On Wednesday morning (25 May) the world woke up to news of yet another US mass shooting. This time 19 primary school children were killed in Uvalde, Texas. This is the deadliest school shooting since the Sandy Hook massacre ten years ago, where another lone teenage boy murdered 20 children in their classrooms.
The evidence so far indicates that this was a random act of violence by a teenager directing his anger and self-hatred outwards. Details are still being established, but it feels like America is stuck on a loop, a surrealist nightmare of grief, outrage and powerlessness in which nothing will ever change.
The reason nothing will change is that, to many Americans, guns are not simply guns. Like the pipe in René Magritte’s surrealist painting, The Treachery of Images, guns are not simple objects of contorted metal used to propel bullets into a victim’s body. They are objects with a quasi-religious symbolism that many pockets of the right believe are all that is protecting them from victimisation at the hands of a liberal elite determined that white men should lose their dominant place in society.
A 2017 study from Baylor University explored the symbolic meaning of guns and their role in American culture. The researchers, F Carson Mencken and Paul Froese, broke respondents down into three categories. The group reporting the highest level of emotional empowerment from gun ownership was made up mostly of white men who reported high levels of economic precarity and feelings of social isolation. The men in this group were the most likely to harbour insurrectionist sentiments against the federal government and to own semi-automatic rifles. A 2016 study from Harvard and Northeastern University found that half of all guns in America were owned by just 3 per cent of the population. In the survey 76 per cent of respondents cited protection as their primary reason for owning a gun, up from 46 per cent in 1994. Clearly paranoia about something is increasing.
[See also: The cost of the US gun obsession]

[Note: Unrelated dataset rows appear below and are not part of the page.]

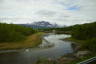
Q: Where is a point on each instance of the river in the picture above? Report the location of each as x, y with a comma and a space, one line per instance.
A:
52, 47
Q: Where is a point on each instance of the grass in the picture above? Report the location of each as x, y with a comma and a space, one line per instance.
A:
29, 42
80, 43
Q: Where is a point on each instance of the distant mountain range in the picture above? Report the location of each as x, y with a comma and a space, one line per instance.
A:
40, 24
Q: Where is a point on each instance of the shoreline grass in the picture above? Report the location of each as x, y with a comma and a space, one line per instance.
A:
30, 42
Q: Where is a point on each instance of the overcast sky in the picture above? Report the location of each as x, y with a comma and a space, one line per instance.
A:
63, 12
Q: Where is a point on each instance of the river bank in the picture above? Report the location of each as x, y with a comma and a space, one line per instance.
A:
79, 54
30, 42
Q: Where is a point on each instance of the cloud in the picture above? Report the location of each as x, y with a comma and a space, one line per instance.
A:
67, 12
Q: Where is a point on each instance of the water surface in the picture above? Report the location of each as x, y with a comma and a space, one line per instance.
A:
51, 47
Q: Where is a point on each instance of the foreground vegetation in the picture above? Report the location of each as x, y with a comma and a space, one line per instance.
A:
13, 33
84, 36
14, 37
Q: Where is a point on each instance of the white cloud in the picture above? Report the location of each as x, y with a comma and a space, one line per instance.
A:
60, 11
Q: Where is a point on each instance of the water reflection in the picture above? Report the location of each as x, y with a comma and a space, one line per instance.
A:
28, 56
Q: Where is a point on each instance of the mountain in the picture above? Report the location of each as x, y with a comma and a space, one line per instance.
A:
40, 24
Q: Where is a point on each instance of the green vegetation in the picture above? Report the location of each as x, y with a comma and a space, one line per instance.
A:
30, 41
15, 36
84, 35
87, 33
13, 33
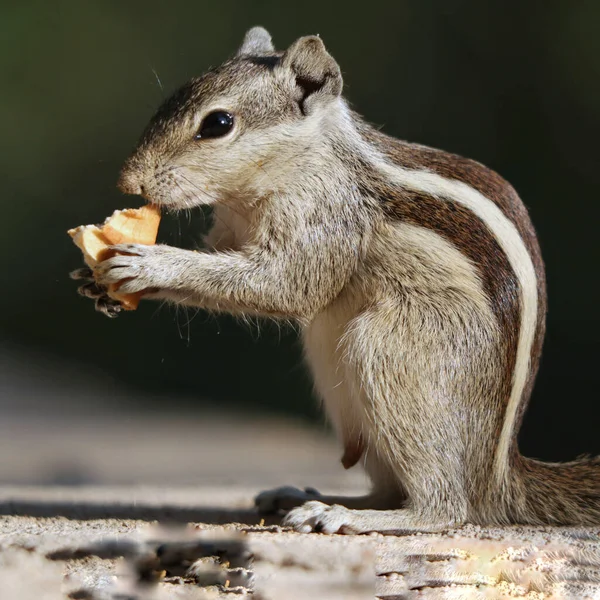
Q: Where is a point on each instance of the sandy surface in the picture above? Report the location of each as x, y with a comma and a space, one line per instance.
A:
117, 507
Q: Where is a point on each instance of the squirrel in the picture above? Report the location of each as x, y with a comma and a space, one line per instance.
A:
414, 275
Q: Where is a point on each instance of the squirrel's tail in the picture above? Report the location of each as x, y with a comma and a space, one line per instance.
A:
557, 493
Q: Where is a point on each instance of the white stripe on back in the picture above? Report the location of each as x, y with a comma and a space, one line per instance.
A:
512, 244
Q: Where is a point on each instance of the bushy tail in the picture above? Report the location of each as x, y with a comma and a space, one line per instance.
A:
558, 493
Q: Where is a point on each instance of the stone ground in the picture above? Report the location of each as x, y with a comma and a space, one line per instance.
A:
123, 507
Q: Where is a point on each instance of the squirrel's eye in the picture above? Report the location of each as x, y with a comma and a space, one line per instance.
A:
215, 124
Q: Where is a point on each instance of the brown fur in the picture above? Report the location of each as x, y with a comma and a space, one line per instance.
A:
411, 272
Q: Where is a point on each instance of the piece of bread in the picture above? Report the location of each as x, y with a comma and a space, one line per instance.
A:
128, 226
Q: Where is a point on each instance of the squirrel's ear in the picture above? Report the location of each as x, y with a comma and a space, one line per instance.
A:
257, 42
317, 74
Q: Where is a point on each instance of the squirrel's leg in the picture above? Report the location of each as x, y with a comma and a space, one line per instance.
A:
286, 498
235, 282
417, 372
317, 516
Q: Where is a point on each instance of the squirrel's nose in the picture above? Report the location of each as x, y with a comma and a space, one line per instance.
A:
129, 183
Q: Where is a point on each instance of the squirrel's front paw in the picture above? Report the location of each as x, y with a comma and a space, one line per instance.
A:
137, 267
91, 289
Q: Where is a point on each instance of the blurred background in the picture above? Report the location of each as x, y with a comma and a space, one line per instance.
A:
514, 85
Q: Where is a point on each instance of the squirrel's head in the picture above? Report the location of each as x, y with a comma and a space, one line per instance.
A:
236, 130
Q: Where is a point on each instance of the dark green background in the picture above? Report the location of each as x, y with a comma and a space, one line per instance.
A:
512, 84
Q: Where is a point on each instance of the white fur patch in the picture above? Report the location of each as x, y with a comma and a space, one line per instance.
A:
512, 244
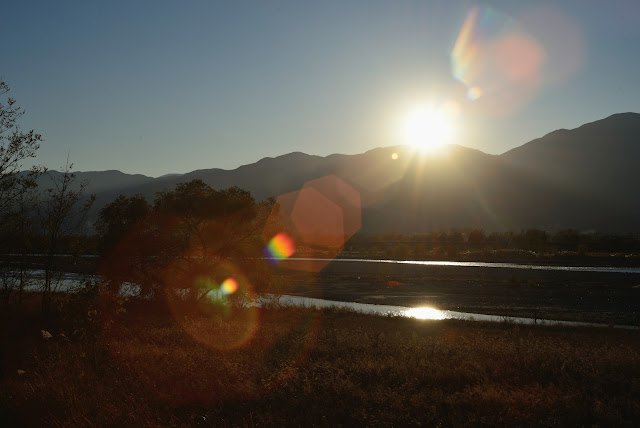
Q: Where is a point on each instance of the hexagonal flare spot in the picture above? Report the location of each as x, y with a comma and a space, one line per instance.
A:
318, 221
315, 222
345, 197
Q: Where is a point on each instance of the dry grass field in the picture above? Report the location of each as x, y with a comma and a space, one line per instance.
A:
142, 366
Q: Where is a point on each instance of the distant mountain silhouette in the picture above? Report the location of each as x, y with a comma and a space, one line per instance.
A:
584, 178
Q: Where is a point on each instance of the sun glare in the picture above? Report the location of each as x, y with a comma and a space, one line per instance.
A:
428, 128
425, 314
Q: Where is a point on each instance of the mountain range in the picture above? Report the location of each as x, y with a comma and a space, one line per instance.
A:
585, 178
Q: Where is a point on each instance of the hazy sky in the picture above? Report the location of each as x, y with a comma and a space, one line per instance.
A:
157, 87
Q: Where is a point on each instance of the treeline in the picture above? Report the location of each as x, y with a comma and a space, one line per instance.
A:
193, 243
453, 243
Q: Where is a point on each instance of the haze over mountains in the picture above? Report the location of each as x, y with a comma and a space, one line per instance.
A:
585, 178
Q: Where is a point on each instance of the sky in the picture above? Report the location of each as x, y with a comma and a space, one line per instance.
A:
158, 87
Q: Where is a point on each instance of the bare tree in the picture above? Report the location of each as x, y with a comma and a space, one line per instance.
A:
15, 147
63, 214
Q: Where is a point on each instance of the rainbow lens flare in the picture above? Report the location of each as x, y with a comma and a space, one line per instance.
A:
280, 247
229, 286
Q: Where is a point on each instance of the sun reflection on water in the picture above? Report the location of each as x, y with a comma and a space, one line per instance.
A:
425, 314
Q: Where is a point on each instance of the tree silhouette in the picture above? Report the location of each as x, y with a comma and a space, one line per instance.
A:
187, 244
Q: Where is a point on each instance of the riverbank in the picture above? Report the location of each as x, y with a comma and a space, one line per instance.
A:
596, 297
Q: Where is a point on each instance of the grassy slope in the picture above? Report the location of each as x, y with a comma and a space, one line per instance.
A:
306, 367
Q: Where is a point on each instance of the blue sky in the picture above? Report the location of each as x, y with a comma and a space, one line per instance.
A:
158, 87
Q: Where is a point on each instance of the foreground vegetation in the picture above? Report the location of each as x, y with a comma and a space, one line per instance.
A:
136, 364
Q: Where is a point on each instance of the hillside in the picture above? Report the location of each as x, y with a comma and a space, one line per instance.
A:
583, 178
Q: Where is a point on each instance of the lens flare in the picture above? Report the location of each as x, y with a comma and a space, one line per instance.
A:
280, 247
496, 58
229, 286
425, 314
474, 93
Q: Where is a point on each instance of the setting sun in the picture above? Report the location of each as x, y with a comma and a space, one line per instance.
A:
428, 128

The gun lobby has not always been as powerful as it is today. The National Rifle Association began to gain momentum in the 1970s, at just the same time that American men were losing battles in Vietnam and then coming home to find fewer jobs that guaranteed the quality of life that their fathers and grandfathers enjoyed. What has emerged in the following decades is a paranoid narrative of “us versus them”, where the “us” is gun enthusiasts who feel they represent the “real America”, fighting to preserve their own brand of toxic, white masculinity.
Charlton Heston, the Moses of gun rights, famously proclaimed his guns would only be peeled away from “his cold, dead hands”. This week there are 19 pairs of small, cold, dead hands that parents, siblings and friends will never hold again. These deaths are not tragedies. They are the needless sacrifices made by cowardly politicians too afraid to stand up to a lobby of man-babies that believes the lives of children are less sacred than the right to clutch a metallic, semi-automatic teddy bear.